Texium - 20-10-2016 at 06:18

That shouldn't happen. Where did your sodium carbonate come from?

I've used pool grade stuff before and it's disappointingly impure. It doesn't gel up the way you describe, but it is full of lots of fine particulate that causes the solution to look yellow, and eventually some fine, brown silt will settle on the bottom. I think it must have some other additives too because it doesn't behave as expected in reactions.

RogueRose - 20-10-2016 at 08:43

Quote: Originally posted by zts16  
That shouldn't happen. Where did your sodium carbonate come from?

I've used pool grade stuff before and it's disappointingly impure. It doesn't gel up the way you describe, but it is full of lots of fine particulate that causes the solution to look yellow, and eventually some fine, brown silt will settle on the bottom. I think it must have some other additives too because it doesn't behave as expected in reactions.
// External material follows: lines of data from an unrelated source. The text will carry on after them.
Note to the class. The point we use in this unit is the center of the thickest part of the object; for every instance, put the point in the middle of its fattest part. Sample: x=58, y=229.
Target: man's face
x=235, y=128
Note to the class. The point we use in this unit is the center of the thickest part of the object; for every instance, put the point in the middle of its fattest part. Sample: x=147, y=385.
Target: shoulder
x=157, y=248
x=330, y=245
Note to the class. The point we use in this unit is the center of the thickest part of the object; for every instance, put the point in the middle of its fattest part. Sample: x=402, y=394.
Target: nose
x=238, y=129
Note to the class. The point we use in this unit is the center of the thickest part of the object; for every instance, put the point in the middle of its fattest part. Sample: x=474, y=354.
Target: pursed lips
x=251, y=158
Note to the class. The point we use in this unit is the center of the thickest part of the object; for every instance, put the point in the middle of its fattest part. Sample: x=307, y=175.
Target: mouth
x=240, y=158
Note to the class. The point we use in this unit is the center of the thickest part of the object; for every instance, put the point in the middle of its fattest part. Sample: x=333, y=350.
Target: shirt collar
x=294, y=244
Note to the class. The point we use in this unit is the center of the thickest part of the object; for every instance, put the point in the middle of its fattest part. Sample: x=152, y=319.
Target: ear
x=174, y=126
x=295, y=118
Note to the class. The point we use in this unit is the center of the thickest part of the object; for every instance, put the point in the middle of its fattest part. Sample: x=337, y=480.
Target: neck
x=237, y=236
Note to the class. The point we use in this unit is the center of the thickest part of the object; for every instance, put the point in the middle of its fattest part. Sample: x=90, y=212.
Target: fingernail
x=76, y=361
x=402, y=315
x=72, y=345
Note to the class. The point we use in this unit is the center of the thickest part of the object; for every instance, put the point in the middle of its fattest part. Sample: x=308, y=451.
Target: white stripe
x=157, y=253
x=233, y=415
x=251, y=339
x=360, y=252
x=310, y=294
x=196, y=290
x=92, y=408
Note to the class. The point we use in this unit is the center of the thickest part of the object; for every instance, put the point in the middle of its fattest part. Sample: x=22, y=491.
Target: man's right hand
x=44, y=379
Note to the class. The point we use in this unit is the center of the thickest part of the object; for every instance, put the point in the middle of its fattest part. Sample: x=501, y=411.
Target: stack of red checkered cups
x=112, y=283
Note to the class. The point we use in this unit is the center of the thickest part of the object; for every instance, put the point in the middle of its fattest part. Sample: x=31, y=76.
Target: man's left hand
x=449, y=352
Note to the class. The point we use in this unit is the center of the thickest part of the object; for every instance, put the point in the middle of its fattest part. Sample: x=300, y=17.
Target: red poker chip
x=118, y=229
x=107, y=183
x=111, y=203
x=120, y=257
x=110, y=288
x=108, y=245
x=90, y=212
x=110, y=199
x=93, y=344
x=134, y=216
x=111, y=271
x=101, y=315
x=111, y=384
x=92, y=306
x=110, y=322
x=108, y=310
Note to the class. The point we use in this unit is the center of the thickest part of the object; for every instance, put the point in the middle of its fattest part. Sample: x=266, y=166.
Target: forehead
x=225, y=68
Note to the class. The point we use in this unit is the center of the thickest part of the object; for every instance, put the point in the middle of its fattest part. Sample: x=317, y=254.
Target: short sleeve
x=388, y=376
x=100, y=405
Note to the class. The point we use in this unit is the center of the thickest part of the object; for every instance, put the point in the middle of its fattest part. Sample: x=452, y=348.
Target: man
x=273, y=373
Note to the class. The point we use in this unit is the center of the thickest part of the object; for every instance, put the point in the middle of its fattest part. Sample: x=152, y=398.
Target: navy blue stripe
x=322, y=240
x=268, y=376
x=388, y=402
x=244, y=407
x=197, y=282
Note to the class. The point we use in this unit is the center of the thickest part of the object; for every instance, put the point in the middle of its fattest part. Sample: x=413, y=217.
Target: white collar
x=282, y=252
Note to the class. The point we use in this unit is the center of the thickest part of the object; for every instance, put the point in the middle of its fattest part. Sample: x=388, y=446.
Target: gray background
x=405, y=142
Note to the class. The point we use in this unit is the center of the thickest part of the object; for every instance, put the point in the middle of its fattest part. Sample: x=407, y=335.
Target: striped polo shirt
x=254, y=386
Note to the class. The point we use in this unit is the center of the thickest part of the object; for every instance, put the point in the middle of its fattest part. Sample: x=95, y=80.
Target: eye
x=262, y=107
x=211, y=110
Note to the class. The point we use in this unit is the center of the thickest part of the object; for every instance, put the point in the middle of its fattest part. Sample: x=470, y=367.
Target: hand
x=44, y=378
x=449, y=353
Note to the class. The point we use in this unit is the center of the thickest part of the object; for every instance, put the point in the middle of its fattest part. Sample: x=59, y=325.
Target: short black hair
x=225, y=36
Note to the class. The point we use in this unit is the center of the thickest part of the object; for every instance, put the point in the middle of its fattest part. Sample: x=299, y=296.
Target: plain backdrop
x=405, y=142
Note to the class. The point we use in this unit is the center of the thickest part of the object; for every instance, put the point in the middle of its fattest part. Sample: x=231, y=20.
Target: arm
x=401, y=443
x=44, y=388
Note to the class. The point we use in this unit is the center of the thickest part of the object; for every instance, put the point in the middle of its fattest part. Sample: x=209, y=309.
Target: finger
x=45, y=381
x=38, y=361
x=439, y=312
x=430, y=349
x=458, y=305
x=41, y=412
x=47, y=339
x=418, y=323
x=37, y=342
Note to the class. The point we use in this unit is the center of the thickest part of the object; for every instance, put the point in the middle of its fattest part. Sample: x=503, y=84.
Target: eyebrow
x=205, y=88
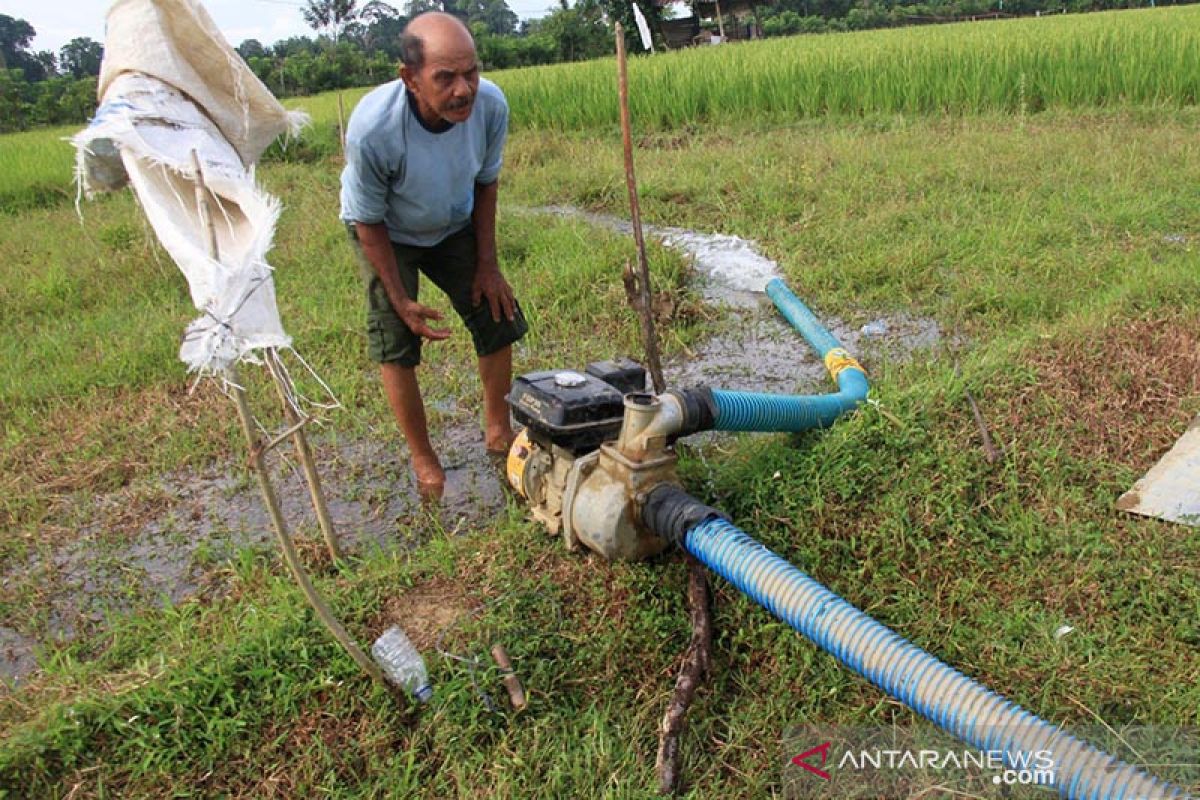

I suspected that there was something else in it. It is Arm & Hammer washing soda. I'm going to try converting baking soda to washing soda and see if it does the same or similar. I know the food grade bicarb is supposedly USP quality so there shouldn't be any of the off-color.

I also had the very fine particulate. I filtered the solution and it removed it but the yellowish color remained.

Also, there was a strange smell like funky laundry water (make sense kind of..) not as strong as mixing NaOH and water but a little different.